Avec l'Ateca, présenté en première mondiale au Salon de Genève, Seat fait son entrée dans la famille en vogue des SUV. Comment créer un modèle qui n'avait jamais existé dans une marque à l'identité visuelle aussi forte que la filiale espagnole de VW? Nous sommes allés chercher les réponses auprès d'Alejandro Mesonero, son chef designer.

Comment fait-on pour «inventer» un SUV dans une gamme qui n'en a jamais contenu?

La réponse est simple: partir de ce qu'on connaît, puis extrapoler. En l'occurrence, nous sommes partis de l'ADN de la Leon, notre modèle à succès, et nous l'avons traduit en codes SUV.

«Traduit en codes SUV»?

Le propre du design de la Leon, ce sont des surfaces souples, progressives. Pour l'Ateca, nous sommes partis de là et nous avons imaginé un design plus mécanique, plus musclé. Nous avons accentué les lignes sur le capot, pour rehausser le centre de gravité, et nous avons ajouté des passages de roues carrés, façon Jeep Willys. Ça donne une image plus forte, plus musclée.

De par sa taille plus grande, un SUV offre-t-il plus de liberté d'expression?

Ni plus ni moins qu'un autre style de véhicule. C'est vrai qu'il y a «plus de place», mais les restrictions sont identiques.

Quelles restrictions?

Un designer ne peut jamais faire ce qu'il veut. Il y a l'imagination, le design, les envies. Mais il existe trois facteurs limitants: la technique, les finances et la législation. On doit pouvoir placer tous les éléments de la voiture, l'ensemble ne doit pas coûter trop cher à la fabrication et nous devons respecter toutes les contraintes légales en matière de sécurité et de protection des piétons.

Si vous n'aviez pas eu de contraintes, qu'est-ce qui aurait été différent?

En fait, pas grand-chose… La voiture est le plus «juste» en fonction des contraintes. Bon, j'aurais peut-être aimé des roues un peu plus grandes…

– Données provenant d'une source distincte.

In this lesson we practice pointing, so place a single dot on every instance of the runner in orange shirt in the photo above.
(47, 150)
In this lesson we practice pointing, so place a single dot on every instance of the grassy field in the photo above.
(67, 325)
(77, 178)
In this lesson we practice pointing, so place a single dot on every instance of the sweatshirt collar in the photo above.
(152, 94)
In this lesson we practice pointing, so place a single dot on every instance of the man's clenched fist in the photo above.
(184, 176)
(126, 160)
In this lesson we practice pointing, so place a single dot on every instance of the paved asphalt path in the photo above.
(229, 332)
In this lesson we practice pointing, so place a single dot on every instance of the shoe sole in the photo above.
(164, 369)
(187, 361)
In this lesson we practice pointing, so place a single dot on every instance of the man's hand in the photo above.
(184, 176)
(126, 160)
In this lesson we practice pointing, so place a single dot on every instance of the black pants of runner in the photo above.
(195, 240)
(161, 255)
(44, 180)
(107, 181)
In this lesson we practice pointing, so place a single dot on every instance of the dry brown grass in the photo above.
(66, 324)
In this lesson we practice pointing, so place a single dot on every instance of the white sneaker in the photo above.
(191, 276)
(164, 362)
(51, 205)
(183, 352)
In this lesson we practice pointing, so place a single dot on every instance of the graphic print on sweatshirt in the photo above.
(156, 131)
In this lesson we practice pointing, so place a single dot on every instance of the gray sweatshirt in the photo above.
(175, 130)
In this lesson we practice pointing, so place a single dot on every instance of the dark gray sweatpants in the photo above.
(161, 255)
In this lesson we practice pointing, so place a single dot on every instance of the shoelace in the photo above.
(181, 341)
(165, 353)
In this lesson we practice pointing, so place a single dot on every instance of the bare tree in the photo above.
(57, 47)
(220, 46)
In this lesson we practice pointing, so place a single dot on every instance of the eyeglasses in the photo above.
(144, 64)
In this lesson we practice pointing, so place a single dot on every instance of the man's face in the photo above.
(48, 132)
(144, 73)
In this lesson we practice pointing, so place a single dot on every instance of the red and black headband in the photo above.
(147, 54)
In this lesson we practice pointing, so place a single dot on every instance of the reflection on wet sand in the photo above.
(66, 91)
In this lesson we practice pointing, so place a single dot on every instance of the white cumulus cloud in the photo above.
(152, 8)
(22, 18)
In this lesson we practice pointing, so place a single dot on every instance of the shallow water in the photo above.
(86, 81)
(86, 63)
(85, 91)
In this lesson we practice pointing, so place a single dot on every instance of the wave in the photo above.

En créant un nouveau modèle, à quoi faites-vous particulièrement attention?

A ne pas exagérer! Faire simple, c'est faire juste. Mais ça demande beaucoup de travail. Chez nous, on applique l'«idiot proof»: quand on a créé un bouton, une commande, on prend le gars le moins à l'aise avec la technologie et on lui demande de faire fonctionner le truc sans explications. S'il n'y arrive pas, c'est que c'est raté…

Dans les années 1960, des designers comme Giugiaro, Bertone ou Pininfarina étaient les rois. Les marques les appelaient, et ils «faisaient» du Bertone ou du Pininfarina. Maintenant, un designer doit avant tout respecter l'«identité de la marque» pour laquelle il travaille. Frustrant?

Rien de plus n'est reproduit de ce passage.